TR: We’re intimately connected to place. It’s something I continue to think about. I lived in a number of landscapes growing up and I’m really interested in how those things inform us personally, artistically.
And I think that we really only begin to understand ourselves and the world when we engage with landscape—this thing that is bigger than us, but that we’re a part of. I think narrative is connected to place and it’s the way I’m best able to understand landscape and environment. I’m not sure I can separate them out.
TC: Your stories of nineteenth-century triumph over nature seem uncannily premonitory. I cannot, for example, think of the legacy of Mallory without also thinking about contemporary images of Everest as strewn with garbage and besieged by long lineups of rich thrill-seekers waiting for their chance to plant their flag. How do you understand these nineteenth-century narratives from our current moment of environmental collapse?
TR: For me the past landscape and its treatment are absolutely connected to what they are today. You can see in the initial attempts on Everest these precursors to what it has become. Even at the time these were well-to-do men, who could take time away from work, pay most, if not all, of their own way to the mountain, etc. The notion of conquering, of owning, or taking over, is part of what I hope we’re starting to examine in terms of environmental consciousness now. I certainly was thinking about the current state of the mountain, or the lake, while I was writing, and wanted the work to hopefully gesture to that without being anachronistic, without spelling it out. But the men leave their trash there. The mountain is already becoming ugly and scarred by them. The remains of those expeditions still occasionally show up.
TC: You do environmental justice work around Great Lakes water protection and preservation. How does this work inform your writing?
TR: I’ve been doing work with Lake Ontario Waterkeeper for several years now. Arguments grew out of my relationship with them, with how they asked me to start thinking about the lake, to start taking ownership of it, responsibility for it. It’s something I think about a lot now, when travelling, when reading. It’s been a new lens through which I view how we interact with much of the natural world—where we live, how we build, who we create.
I’m not entirely sure how this will continue to come out in my writing, other than to say that it’s something that is generally there in the back of my head and so inevitably percolates in some ways.
TC: You are writer-in-residence at Western this year which entails, among other things, working with many young writers who learning writing fundamentals. Has helping these students made you reflect on your own writing? If so, how?
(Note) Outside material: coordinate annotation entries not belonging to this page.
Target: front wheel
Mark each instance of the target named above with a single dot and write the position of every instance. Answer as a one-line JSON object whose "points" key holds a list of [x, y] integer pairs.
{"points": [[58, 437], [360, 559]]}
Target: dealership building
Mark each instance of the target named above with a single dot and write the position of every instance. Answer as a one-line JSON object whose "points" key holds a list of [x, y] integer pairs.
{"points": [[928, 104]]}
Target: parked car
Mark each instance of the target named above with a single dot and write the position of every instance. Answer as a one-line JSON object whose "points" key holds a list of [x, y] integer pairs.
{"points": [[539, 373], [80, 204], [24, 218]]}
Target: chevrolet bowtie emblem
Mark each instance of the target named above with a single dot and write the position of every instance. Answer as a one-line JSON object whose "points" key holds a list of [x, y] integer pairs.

TR: Writing is writing is writing. The tools are always the same. It’s actually been really fantastic to read other people’s work on a weekly basis. Regardless of skill level, when I read someone’s work closely and then sit to talk with them about where it could go, what might make it stronger, it’s then something that returns to me when I approach my own work.
If I talk with someone about how their character needs to want something, I then realize, well, so should mine. Or if I’ve just chatted with someone about POV or tense or something, it’s then something I’m thinking about very specifically when I sit down again.
TC: What are you currently working on?
TR: I’m working on a new novel. There are no mountains or lakes in it. Well, not really. So far.